What advice can you give to new Chinese language learners?
贪小失大 (tān xiǎo shī dà) when you’re ambitious with only small things, you end up losing a lot.
First of all, don’t get disappointed or demotivated because it’s really slow but you progress and you get there. I don’t know if I will really be able to have a good level of Chinese, if I will ever be fluent but I do my best and I struggle and I take all the HSK [levels] I can. I don’t think it’s a language that you can half study. You do it or you don’t. And it’s a commitment to do it for your whole life because if you stop it you will forget it. I cannot stop.
Why did you choose to come to China and learn Chinese?
China, we all know, it’s growing and becoming a more and more important country in economics and culture. In Latin America there is a lack of specialists, of people that know the culture, the language. So my aim is basically to be a specialist in China and to be this kind of bridge, 友谊桥 (yǒuyì qiáo).
I went to Brazil to do my master’s degree. I was not even interested in China at all but back then I had a supervisor who was a great, great professor of developing economics. He started to perceive China’s rise and growth and how it affects the way Latin American countries think about their development process. So this is my area. There is a moment that you just get the virus and you cannot stop. You just want to go and go and [learn] more and more and then I’m here doing a PhD.
What do you want people to know about China?

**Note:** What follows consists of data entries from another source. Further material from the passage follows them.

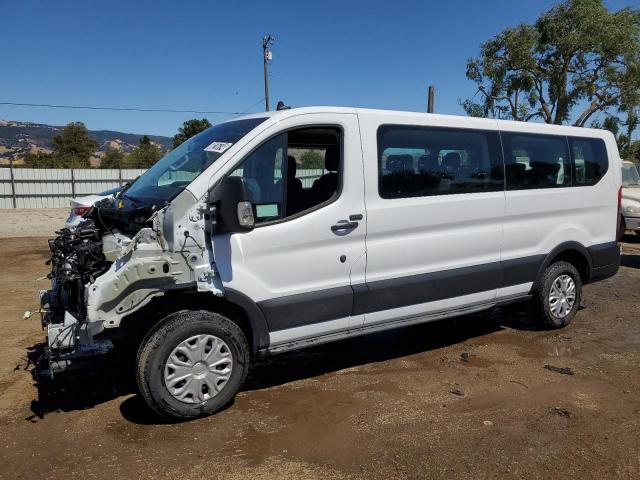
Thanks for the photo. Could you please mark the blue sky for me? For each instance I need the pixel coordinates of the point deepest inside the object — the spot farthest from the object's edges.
(206, 55)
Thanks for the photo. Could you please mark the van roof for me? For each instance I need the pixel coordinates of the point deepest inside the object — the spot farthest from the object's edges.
(406, 116)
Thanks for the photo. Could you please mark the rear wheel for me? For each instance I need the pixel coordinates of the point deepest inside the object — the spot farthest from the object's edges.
(192, 364)
(557, 298)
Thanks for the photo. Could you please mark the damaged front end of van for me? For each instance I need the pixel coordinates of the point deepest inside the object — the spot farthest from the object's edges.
(104, 270)
(152, 239)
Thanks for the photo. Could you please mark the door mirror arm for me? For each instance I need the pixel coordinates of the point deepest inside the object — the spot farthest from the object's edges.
(230, 203)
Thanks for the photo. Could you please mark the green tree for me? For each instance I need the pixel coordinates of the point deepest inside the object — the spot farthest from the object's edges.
(73, 147)
(112, 159)
(144, 155)
(39, 160)
(577, 59)
(624, 137)
(189, 129)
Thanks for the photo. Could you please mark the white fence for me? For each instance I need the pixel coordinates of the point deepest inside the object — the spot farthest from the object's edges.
(54, 187)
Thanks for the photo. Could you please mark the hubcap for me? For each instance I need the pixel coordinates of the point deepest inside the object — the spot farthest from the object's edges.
(198, 368)
(562, 296)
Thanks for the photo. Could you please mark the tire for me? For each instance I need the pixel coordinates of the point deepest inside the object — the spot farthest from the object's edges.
(561, 314)
(173, 352)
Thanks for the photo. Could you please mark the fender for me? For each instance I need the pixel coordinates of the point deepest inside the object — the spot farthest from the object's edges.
(257, 321)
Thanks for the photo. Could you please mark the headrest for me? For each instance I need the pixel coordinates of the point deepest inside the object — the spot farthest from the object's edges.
(399, 163)
(332, 158)
(548, 168)
(428, 163)
(292, 166)
(452, 160)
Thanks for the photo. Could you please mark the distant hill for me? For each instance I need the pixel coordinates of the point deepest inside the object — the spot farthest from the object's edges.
(19, 138)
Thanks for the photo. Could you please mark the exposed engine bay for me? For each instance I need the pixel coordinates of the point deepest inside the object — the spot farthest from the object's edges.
(111, 265)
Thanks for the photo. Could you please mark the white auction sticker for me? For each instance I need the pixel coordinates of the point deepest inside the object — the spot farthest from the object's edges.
(218, 147)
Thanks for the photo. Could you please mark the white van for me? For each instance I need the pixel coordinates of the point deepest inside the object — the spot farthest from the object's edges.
(630, 206)
(286, 229)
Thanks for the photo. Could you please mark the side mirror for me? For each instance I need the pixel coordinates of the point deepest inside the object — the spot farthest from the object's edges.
(234, 209)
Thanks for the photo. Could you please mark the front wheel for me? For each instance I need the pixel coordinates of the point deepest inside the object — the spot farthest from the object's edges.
(192, 364)
(557, 298)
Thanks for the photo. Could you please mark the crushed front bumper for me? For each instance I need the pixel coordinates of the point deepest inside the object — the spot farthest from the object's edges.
(70, 344)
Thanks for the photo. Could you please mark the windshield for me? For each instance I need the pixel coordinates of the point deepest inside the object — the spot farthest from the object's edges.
(173, 172)
(630, 176)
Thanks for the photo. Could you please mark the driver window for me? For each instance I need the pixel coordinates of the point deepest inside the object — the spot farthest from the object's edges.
(293, 172)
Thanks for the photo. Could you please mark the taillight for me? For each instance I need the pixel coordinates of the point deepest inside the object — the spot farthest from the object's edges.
(618, 232)
(81, 211)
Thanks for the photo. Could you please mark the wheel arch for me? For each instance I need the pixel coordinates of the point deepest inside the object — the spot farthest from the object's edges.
(236, 306)
(573, 252)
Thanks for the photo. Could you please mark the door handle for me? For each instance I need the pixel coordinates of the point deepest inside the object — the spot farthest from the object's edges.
(343, 225)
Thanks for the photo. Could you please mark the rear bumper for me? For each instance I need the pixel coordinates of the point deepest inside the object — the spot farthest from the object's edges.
(605, 260)
(632, 223)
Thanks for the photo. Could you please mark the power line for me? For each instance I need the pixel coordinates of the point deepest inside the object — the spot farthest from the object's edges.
(121, 109)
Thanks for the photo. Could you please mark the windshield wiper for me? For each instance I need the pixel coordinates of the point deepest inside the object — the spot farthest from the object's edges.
(133, 199)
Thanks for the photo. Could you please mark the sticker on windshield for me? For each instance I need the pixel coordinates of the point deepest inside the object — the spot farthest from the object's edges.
(218, 147)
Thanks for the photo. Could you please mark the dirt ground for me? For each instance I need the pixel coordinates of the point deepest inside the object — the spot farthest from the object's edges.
(469, 398)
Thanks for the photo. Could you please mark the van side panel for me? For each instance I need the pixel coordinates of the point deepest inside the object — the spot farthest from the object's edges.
(538, 220)
(426, 249)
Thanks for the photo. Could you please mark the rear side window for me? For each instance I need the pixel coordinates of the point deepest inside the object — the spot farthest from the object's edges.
(423, 161)
(536, 161)
(589, 159)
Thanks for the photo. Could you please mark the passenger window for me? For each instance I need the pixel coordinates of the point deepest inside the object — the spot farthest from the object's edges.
(536, 161)
(590, 160)
(293, 172)
(421, 161)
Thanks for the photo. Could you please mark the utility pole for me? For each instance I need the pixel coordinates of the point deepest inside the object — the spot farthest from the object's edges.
(266, 56)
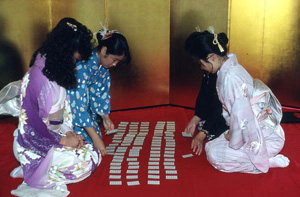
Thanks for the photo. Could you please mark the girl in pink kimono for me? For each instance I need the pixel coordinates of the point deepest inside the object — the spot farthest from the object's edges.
(252, 112)
(50, 155)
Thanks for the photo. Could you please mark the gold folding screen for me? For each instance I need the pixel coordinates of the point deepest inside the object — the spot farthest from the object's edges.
(263, 33)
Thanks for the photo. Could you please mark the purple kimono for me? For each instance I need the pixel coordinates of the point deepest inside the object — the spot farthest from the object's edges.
(45, 117)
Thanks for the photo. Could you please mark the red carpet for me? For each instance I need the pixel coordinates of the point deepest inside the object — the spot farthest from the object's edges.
(196, 177)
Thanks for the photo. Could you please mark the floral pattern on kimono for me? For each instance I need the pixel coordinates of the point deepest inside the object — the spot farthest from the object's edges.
(45, 163)
(91, 97)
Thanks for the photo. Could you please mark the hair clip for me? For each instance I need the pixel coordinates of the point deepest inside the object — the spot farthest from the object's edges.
(211, 29)
(74, 27)
(105, 33)
(198, 29)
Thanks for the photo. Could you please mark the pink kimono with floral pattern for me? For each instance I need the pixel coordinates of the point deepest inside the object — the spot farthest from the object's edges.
(253, 115)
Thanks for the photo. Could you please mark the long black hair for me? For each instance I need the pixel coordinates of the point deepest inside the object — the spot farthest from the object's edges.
(116, 44)
(200, 44)
(69, 36)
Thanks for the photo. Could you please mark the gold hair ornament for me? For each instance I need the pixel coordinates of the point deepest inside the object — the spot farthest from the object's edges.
(74, 27)
(215, 41)
(105, 33)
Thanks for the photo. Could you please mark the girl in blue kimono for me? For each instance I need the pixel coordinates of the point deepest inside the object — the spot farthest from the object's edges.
(91, 96)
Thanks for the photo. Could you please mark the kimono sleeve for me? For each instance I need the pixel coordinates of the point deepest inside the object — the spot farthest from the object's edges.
(243, 125)
(45, 103)
(99, 95)
(79, 97)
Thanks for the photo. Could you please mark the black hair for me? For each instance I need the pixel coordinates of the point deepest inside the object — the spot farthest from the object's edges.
(200, 44)
(69, 36)
(116, 44)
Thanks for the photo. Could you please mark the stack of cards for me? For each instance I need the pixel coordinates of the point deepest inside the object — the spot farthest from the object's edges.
(127, 146)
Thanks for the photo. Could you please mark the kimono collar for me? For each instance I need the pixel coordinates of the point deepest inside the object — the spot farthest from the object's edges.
(232, 61)
(40, 61)
(95, 56)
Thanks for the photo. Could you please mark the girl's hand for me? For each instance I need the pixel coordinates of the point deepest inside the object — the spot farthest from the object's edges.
(101, 147)
(191, 126)
(107, 123)
(70, 140)
(197, 143)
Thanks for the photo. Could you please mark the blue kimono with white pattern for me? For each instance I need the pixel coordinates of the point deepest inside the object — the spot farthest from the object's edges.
(91, 97)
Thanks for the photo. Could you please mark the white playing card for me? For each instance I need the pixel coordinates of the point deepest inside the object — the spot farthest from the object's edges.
(171, 177)
(132, 171)
(153, 171)
(154, 159)
(115, 177)
(171, 171)
(133, 163)
(131, 159)
(115, 167)
(132, 177)
(131, 183)
(150, 163)
(115, 171)
(153, 167)
(169, 159)
(188, 155)
(184, 134)
(111, 132)
(150, 176)
(150, 182)
(133, 167)
(169, 163)
(115, 182)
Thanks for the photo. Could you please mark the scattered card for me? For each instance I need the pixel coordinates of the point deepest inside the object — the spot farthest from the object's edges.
(184, 134)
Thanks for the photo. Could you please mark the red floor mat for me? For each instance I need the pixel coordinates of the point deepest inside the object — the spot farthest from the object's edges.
(196, 177)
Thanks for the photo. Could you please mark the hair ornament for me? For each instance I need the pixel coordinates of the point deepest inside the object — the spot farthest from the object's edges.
(211, 30)
(74, 27)
(198, 29)
(105, 33)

In the last 10 years maybe, China started to be a subject that appears in the news. It’s very present in the media there is a lack of interest of common people in spite of the perception that something’s going on. I think the language is a barrier but that could be overcome through English. The main barrier is the distance and the culture and lack of communication. I would like to work on this, to improve communication, understanding, and to raise the level of compassion. But it won’t be easy at all.
I am very passionate about what I do and about China because I think there’s something new and something amazing going on here, something that really will change the world.